Redox Processes: Electron Transfer and Oxidation Number

· Redox = a reaction involving both oxidation and reduction.
· Oxidation = loss of electrons OR increase in oxidation number.
· Reduction = gain of electrons OR decrease in oxidation number.
· Mnemonic: OIL RIG = Oxidation Is Loss, Reduction Is Gain.
· In every redox reaction, electrons lost = electrons gained.
· A species cannot be oxidised unless another species is reduced at the same time.

This diagram links electron loss with oxidation and electron gain with reduction. It is useful for remembering that redox always involves two linked processes. Source

Oxidation Numbers / Oxidation States

· Oxidation number = the apparent charge an atom would have if bonding electrons were assigned to the more electronegative atom.
· Oxidation numbers are used to track electron transfer in redox reactions.
· Elements in their standard state have oxidation number 0: e.g. Na(s), Cl₂(g), O₂(g), H₂(g).
· A monatomic ion has oxidation number equal to its ionic charge: Na⁺ = +1, Cl⁻ = −1, Fe³⁺ = +3.
· The sum of oxidation numbers in a neutral compound = 0.
· The sum of oxidation numbers in a polyatomic ion = the charge on the ion.
· Common rules: Group 1 = +1, Group 2 = +2, Al = +3, F = −1.
· Oxygen is usually −2, except in peroxides or compounds with fluorine.
· Hydrogen is usually +1, except in metal hydrides where it is −1.

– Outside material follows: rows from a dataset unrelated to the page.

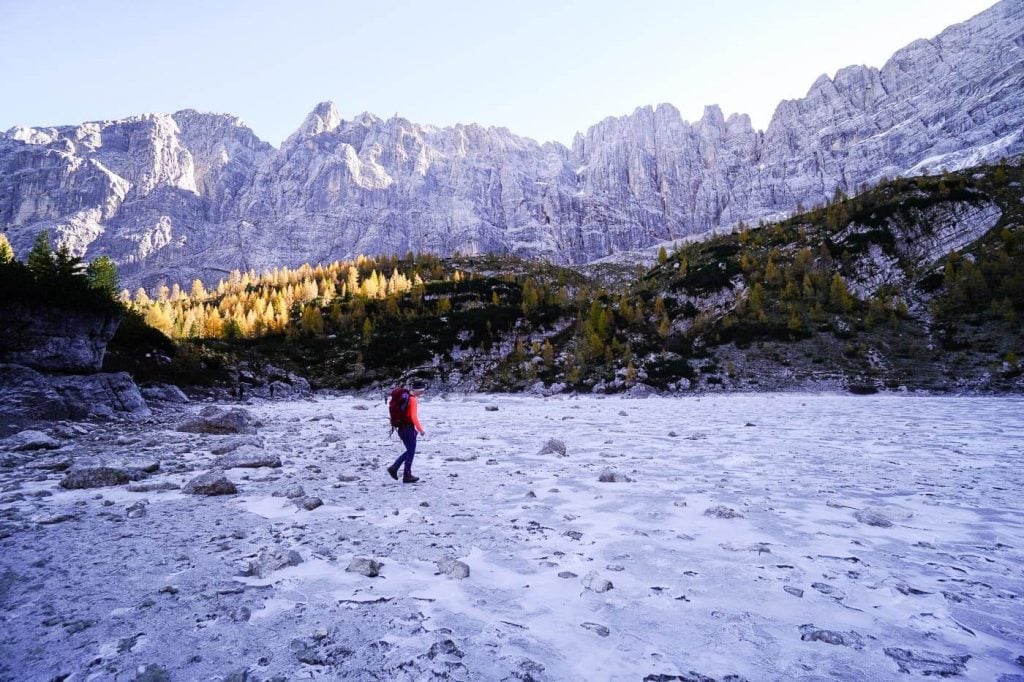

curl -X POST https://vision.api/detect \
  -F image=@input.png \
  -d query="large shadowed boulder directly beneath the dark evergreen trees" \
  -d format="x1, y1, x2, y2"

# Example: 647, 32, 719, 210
0, 304, 121, 372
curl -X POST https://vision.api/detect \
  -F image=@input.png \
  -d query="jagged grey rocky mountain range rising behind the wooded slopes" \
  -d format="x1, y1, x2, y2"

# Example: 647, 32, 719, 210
0, 0, 1024, 285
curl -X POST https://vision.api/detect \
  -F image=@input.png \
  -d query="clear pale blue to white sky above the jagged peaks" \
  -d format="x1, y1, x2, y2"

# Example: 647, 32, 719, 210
0, 0, 992, 145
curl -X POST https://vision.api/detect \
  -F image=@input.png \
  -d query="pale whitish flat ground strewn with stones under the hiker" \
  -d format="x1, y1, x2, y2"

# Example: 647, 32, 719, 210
0, 394, 1024, 680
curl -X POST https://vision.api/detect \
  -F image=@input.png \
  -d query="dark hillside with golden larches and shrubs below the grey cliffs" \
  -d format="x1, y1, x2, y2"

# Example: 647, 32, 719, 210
108, 157, 1024, 392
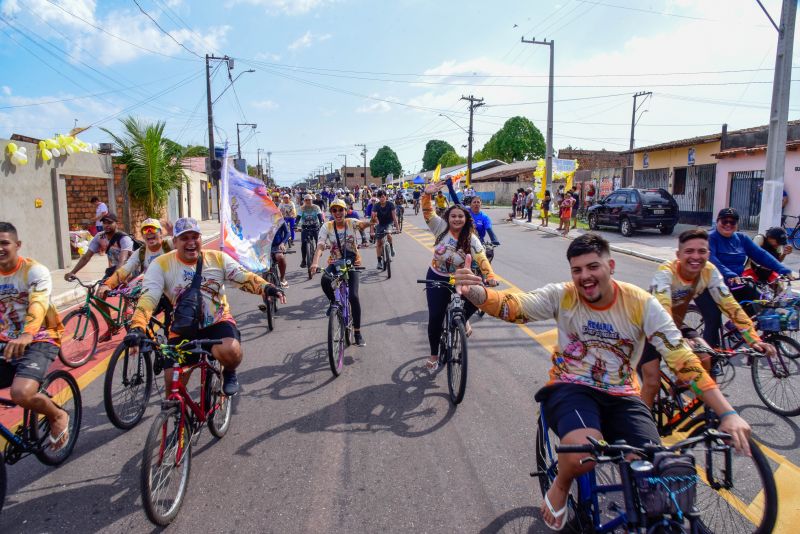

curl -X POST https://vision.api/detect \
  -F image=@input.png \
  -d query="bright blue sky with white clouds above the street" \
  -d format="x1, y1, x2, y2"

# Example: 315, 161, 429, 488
0, 0, 800, 185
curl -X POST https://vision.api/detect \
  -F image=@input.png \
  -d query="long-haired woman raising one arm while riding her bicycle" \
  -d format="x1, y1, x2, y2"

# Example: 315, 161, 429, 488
422, 182, 498, 370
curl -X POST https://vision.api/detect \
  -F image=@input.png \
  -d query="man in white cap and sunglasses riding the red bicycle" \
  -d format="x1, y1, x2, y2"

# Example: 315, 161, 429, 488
125, 217, 286, 396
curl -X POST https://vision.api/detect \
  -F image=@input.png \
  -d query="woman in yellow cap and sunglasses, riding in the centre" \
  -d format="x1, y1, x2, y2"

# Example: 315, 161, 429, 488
311, 199, 369, 347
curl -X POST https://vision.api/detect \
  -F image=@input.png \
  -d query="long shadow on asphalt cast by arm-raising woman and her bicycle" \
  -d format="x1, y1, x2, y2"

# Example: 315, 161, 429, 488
231, 358, 455, 456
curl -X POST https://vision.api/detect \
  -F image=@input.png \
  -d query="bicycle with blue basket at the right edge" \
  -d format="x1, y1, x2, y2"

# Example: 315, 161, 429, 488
684, 298, 800, 416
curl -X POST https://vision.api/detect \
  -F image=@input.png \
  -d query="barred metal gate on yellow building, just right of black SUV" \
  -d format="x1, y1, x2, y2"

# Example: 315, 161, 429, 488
672, 164, 717, 226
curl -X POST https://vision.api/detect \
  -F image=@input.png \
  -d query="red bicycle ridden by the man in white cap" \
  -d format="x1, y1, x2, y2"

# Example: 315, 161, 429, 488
139, 339, 232, 526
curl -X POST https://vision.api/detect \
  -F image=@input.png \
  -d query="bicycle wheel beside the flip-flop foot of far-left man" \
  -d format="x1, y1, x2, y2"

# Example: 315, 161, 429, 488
29, 370, 83, 465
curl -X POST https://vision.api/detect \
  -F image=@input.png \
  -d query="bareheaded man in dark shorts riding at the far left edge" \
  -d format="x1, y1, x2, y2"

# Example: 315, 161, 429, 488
0, 222, 69, 452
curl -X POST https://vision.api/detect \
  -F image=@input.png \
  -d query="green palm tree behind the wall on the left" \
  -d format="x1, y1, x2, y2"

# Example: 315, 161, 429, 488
103, 116, 186, 218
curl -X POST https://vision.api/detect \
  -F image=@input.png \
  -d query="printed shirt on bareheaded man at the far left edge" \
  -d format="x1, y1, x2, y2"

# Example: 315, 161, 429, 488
0, 257, 64, 346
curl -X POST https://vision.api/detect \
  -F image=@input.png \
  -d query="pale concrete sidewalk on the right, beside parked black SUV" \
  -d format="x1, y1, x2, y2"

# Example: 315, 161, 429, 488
504, 214, 800, 272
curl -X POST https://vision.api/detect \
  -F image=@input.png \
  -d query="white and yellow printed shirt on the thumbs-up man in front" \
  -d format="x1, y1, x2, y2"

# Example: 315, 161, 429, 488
479, 282, 716, 396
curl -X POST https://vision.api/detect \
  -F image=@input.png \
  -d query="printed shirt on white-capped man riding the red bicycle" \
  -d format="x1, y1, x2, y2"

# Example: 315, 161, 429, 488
131, 250, 267, 330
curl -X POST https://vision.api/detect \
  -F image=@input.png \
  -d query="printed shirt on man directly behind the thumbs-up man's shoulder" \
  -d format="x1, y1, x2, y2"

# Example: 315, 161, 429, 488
650, 259, 761, 344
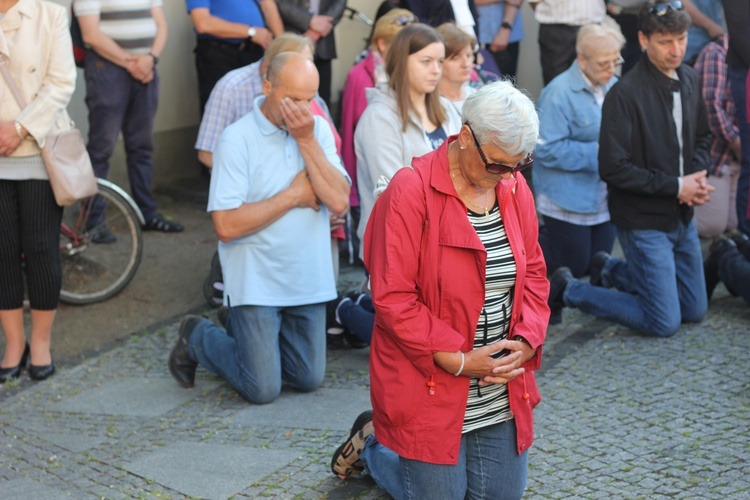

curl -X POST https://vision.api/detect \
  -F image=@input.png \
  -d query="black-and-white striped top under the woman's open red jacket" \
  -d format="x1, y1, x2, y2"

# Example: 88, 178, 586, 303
463, 204, 516, 433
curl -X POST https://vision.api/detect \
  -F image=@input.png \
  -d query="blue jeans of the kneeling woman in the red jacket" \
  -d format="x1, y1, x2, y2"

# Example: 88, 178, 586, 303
362, 420, 528, 500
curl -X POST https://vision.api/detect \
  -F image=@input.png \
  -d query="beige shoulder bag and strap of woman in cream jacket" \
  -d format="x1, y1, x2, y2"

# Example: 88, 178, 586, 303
0, 54, 97, 207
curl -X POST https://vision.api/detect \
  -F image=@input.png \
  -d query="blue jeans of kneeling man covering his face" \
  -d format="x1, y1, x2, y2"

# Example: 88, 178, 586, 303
189, 304, 326, 404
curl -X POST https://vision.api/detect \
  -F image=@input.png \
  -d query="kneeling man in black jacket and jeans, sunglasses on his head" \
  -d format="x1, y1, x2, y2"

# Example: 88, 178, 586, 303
550, 0, 713, 337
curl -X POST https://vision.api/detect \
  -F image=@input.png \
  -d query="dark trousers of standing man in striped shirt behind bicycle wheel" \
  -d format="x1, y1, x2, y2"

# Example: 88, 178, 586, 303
84, 50, 159, 221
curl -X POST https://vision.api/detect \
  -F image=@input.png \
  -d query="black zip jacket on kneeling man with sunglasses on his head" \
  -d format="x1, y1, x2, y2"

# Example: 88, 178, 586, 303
599, 55, 711, 231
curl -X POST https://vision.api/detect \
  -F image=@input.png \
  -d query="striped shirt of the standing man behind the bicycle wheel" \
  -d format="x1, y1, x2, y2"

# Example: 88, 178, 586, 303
73, 0, 162, 54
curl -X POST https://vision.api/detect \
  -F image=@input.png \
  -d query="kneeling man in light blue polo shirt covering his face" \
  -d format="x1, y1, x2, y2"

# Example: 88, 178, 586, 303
168, 52, 350, 404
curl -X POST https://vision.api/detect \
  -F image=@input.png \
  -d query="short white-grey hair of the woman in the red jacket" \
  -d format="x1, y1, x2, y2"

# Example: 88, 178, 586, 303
461, 80, 539, 156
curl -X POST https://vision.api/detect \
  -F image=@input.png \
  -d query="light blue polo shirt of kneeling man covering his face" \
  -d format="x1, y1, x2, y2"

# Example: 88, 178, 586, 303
208, 96, 348, 307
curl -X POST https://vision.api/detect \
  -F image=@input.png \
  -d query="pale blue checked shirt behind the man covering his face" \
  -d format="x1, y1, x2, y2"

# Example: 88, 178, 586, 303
195, 59, 263, 153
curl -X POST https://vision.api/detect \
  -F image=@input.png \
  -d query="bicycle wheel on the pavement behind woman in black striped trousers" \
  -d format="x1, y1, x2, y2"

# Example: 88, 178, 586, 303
60, 183, 143, 304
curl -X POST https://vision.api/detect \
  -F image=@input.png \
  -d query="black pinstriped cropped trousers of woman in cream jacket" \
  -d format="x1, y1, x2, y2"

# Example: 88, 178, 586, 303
0, 180, 63, 311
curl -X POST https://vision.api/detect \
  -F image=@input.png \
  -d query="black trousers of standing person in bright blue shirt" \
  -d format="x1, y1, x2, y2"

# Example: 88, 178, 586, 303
195, 38, 263, 116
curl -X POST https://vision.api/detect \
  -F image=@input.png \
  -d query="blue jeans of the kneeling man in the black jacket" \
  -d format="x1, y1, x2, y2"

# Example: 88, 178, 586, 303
563, 221, 708, 337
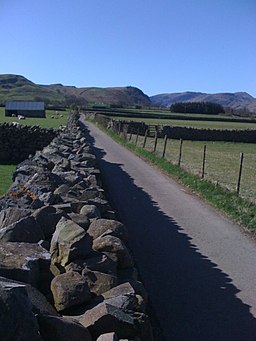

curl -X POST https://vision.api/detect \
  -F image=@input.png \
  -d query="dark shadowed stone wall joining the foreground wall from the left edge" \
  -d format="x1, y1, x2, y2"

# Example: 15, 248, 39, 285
0, 123, 58, 163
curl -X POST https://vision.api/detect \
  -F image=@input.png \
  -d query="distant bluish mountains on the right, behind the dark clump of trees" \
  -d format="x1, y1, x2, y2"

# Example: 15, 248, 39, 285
150, 91, 256, 112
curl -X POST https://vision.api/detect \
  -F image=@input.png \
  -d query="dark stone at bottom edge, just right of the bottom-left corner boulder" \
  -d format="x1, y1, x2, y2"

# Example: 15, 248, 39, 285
37, 314, 92, 341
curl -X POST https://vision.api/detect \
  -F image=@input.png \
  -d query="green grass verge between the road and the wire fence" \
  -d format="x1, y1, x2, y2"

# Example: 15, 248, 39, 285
90, 122, 256, 232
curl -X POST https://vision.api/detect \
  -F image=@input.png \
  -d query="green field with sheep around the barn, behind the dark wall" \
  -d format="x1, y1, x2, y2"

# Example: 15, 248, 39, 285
0, 107, 68, 128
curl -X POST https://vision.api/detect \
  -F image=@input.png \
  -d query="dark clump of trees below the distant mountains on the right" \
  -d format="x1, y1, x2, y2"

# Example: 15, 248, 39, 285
170, 102, 225, 115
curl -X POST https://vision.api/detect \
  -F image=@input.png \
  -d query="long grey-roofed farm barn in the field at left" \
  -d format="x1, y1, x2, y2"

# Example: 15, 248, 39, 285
5, 101, 45, 117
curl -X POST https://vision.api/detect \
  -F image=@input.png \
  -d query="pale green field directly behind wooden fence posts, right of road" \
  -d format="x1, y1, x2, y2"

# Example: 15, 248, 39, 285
131, 135, 256, 201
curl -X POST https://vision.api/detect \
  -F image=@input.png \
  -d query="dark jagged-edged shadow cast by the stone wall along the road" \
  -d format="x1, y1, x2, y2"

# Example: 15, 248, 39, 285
80, 121, 256, 341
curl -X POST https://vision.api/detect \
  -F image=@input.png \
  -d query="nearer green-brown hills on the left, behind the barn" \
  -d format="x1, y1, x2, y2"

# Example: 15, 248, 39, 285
0, 75, 151, 106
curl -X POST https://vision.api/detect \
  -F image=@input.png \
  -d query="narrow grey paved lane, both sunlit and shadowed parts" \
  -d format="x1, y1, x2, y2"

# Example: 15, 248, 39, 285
81, 119, 256, 341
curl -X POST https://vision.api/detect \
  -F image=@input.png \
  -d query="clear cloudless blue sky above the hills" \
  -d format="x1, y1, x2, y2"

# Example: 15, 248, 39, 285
0, 0, 256, 97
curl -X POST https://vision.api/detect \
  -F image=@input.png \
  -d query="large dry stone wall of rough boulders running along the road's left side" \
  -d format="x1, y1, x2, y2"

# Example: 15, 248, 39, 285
0, 115, 153, 341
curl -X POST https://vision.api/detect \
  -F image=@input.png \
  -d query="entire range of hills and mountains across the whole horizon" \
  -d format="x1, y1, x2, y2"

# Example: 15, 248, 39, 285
0, 74, 256, 113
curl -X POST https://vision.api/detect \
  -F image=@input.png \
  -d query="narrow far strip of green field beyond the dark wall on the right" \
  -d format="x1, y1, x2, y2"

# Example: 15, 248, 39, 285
113, 114, 256, 130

Oxidation-state diagrams show how oxidation numbers can be assigned to atoms in molecules or ions. They help students practise calculating oxidation numbers rather than guessing them. Source

Calculating Oxidation Numbers

· Step 1: assign known oxidation numbers first, e.g. O = −2, H = +1, Group 1 = +1.
· Step 2: let the unknown oxidation number be x.
· Step 3: write an equation using the total charge of the compound or ion.
· Step 4: solve for x.
· Example: in SO₄²⁻, oxygen = −2, so S + 4(−2) = −2; therefore S = +6.
· Example: in KMnO₄, K = +1, O = −2, so +1 + Mn + 4(−2) = 0; therefore Mn = +7.
· Always include the sign: write +6, not just 6.

Oxidation Number Changes

· If oxidation number increases, the species is oxidised.
· If oxidation number decreases, the species is reduced.
· Example: Zn → Zn²⁺ + 2e⁻; zinc changes from 0 to +2, so zinc is oxidised.
· Example: Cu²⁺ + 2e⁻ → Cu; copper changes from +2 to 0, so copper ions are reduced.
· Oxidation-number changes are often easier to spot than electron transfer in covalent reactions.

Oxidising and Reducing Agents

· An oxidising agent causes another species to be oxidised.
· The oxidising agent gains electrons and is itself reduced.
· A reducing agent causes another species to be reduced.
· The reducing agent loses electrons and is itself oxidised.
· Exam rule: identify the agent by what it does to the other species, then state what happens to the agent itself.
· Example: Cu²⁺ + Zn → Cu + Zn²⁺
· Zn is the reducing agent because it reduces Cu²⁺ to Cu; Zn is oxidised from 0 to +2.
· Cu²⁺ is the oxidising agent because it oxidises Zn to Zn²⁺; Cu²⁺ is reduced from +2 to 0.

This image is helpful for avoiding the common mistake of confusing the process with the agent. The reducing agent is oxidised, while the oxidising agent is reduced. Source

Balancing Redox Equations Using Oxidation Numbers

· Use oxidation-number changes to make electron loss = electron gain.
· Step 1: assign oxidation numbers to atoms that change.
· Step 2: identify which element is oxidised and which is reduced.
· Step 3: calculate the size of each oxidation-number change.
· Step 4: multiply species so the total increase equals the total decrease.
· Step 5: balance the remaining atoms and charges if required.
· Final check: atoms and total charge must be balanced on both sides.
· Never leave electrons in the final overall equation.

Disproportionation

· Disproportionation = a redox reaction where the same element is both oxidised and reduced.
· One species starts in an intermediate oxidation state and forms products where that element has both a higher and a lower oxidation number.
· Key test: look for the same element increasing and decreasing in oxidation number in the same reaction.
· Example pattern: X in one oxidation state → X in a higher oxidation state + X in a lower oxidation state.
· In exam answers, state clearly which species is oxidised and which species is reduced.

Roman Numerals in Compound Names

· A Roman numeral shows the oxidation number of an element in a compound or ion.
· Roman numerals are especially important for elements with variable oxidation states, e.g. transition metals.
· Iron(II) means iron has oxidation number +2.
· Iron(III) means iron has oxidation number +3.
· Copper(II) oxide contains Cu²⁺ and O²⁻, so the formula is CuO.
· Do not confuse a Roman numeral with the number of atoms in the formula.